Around the time of Jiang’s flight from college, the underground Chinese Communist Party’s Student Committee in Shanghai, exploited many students’ dissatisfaction with the investigations, and roused the students to take to the streets, to march and protest, and in so doing evoked wide spread public response.



Jiang Ze-min transferred to Shanghai Jiaotong university. He later claimed that he had participated in alleged 1943 student movement, that was organized by the underground CCP. The truth is that in the Japanese occupied territories, there was never any student movement led by the underground CCP, at any school. There were only secret underground counter-Japanese activities.



After Jiang graduated from Shanghai Jiaotong University in 1947, he was hired, in 1948, as a technical engineer to work in the power supply section of a food factory, that was later a subsidiary of Beijing-Shanghai-Hangzhou Garrison Headquarters. Since the factory was a war industry enterprise, under strict KMT control, all staff and employees, and, in particular, those holding key positions, were investigated with utmost precision. Jiang Ze-min did everything to keep his background as a traitor well concealed.

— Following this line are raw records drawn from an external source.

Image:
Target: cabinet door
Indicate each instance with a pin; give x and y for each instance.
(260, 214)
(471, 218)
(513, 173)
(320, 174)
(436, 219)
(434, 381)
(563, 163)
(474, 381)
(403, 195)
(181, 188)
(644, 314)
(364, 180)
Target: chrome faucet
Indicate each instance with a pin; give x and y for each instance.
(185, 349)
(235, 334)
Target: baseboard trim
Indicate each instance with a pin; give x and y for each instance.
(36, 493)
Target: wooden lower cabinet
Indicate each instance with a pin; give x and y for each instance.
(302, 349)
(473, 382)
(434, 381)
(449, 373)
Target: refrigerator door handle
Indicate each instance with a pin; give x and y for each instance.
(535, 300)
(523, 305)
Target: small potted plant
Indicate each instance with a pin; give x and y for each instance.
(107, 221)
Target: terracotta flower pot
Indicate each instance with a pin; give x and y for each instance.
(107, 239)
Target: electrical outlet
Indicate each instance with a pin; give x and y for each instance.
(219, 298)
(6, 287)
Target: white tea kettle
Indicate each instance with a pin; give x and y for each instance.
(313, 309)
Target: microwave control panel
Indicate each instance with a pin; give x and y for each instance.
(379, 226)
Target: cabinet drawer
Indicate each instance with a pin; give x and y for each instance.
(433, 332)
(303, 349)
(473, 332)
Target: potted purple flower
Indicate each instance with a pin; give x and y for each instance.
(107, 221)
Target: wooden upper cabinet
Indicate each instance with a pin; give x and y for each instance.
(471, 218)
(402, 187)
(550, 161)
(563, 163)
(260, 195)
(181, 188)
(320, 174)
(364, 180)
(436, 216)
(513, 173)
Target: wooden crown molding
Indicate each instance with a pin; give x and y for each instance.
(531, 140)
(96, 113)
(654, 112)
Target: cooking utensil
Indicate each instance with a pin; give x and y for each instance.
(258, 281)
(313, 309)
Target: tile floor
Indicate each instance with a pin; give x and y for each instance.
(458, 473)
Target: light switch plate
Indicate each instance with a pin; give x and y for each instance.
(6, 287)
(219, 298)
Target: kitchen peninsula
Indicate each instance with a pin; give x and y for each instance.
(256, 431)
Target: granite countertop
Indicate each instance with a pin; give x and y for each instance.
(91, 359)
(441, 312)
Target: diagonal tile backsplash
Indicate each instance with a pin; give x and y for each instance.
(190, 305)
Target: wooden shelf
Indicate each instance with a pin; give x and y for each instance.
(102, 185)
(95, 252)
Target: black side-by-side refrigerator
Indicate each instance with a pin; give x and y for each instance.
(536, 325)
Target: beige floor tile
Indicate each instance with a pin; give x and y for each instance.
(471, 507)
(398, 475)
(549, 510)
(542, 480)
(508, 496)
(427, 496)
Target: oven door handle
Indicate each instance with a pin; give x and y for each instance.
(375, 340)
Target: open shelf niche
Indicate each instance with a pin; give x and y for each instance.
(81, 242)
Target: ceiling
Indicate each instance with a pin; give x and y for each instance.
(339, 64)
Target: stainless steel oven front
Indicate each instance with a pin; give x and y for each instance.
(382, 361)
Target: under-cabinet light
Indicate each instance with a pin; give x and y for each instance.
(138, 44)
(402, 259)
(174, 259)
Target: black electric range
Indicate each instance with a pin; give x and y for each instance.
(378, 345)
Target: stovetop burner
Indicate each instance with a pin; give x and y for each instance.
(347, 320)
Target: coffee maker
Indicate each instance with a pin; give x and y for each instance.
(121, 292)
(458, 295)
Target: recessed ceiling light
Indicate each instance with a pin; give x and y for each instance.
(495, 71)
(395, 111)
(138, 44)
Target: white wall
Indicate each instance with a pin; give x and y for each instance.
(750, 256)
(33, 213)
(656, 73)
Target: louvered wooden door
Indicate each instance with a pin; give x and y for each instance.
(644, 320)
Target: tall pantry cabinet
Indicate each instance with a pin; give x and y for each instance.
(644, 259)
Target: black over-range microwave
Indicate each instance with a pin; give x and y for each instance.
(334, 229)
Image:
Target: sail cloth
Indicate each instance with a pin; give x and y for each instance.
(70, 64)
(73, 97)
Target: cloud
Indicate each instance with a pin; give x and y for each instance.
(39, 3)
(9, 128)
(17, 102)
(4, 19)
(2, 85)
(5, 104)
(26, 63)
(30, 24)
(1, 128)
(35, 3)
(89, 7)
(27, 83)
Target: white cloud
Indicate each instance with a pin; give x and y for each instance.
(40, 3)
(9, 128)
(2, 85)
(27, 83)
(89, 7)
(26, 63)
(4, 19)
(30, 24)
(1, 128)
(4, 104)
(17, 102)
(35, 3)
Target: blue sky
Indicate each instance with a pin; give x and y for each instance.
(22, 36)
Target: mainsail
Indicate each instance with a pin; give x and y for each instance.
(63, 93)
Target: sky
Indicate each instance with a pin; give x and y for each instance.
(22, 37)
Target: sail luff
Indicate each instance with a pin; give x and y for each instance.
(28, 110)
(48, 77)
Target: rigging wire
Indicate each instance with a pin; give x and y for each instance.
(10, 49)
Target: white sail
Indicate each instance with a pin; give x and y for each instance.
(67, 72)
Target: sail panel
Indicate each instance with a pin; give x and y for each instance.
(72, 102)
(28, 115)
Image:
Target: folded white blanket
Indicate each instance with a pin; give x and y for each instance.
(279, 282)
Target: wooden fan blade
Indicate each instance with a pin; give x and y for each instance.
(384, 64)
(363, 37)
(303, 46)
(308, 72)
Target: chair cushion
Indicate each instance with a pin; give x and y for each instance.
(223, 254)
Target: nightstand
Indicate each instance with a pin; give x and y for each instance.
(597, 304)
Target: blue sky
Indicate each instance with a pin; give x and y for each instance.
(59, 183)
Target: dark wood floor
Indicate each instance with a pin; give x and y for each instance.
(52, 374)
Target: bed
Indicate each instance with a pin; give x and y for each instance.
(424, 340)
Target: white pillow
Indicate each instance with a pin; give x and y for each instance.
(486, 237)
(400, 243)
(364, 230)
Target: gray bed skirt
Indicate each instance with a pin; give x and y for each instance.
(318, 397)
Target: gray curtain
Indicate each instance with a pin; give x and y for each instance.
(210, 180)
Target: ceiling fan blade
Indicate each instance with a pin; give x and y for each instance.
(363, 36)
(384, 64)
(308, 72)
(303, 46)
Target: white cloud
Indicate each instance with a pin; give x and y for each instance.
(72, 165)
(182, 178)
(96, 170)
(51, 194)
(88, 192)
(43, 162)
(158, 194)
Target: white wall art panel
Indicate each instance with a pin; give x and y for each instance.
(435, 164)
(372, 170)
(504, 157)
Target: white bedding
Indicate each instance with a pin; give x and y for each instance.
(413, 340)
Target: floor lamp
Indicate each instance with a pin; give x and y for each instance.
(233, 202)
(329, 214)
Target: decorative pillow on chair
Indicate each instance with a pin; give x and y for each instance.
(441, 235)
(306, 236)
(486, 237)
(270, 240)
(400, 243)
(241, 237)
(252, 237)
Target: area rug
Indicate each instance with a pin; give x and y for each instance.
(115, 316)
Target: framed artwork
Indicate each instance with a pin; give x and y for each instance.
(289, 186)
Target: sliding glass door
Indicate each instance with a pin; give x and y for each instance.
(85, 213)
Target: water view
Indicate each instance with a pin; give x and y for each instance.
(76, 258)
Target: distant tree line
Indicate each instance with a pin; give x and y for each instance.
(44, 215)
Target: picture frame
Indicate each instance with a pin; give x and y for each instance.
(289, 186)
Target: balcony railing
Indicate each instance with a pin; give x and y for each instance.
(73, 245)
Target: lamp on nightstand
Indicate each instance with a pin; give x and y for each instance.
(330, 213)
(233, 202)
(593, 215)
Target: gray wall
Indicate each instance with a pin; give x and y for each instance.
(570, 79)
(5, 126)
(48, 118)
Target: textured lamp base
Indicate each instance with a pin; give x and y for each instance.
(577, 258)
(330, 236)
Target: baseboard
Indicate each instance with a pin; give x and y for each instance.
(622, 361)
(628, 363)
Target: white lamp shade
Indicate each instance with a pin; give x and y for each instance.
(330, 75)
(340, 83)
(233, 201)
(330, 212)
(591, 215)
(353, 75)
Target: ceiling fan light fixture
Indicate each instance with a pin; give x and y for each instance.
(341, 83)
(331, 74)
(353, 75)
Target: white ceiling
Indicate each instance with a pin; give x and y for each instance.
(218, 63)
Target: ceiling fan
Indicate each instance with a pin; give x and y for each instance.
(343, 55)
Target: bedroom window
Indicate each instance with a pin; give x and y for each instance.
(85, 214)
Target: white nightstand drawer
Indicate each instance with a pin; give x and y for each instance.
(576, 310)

At the time when Jiang Ze-min was hired, the factory was subsidiary of Haiming Foreign Firm, a US enterprise. The factory later was purchased by the KMT’s Combined Rear Services Headquarters, and renamed First Grain Factory. Jiang Ze-min has always avoided the fact that he worked for the Americans and the KMT during that time. In his resume, as supplied by the Central Committee of the CCP, this period of time was conveniently absent.



Students from the Young Leaders Training Sessions had fled upon the surrender of Japanese troops, those who fell into the CCP’s hand, became part time teachers for the regime’s Public Security Department. Jiang Ze-min, years later, managed by means of artifice learnt as special agent, fooled all of his rivals in the Communist Party, new and veteran alike, climbed all the way up, and became the Party’s boss!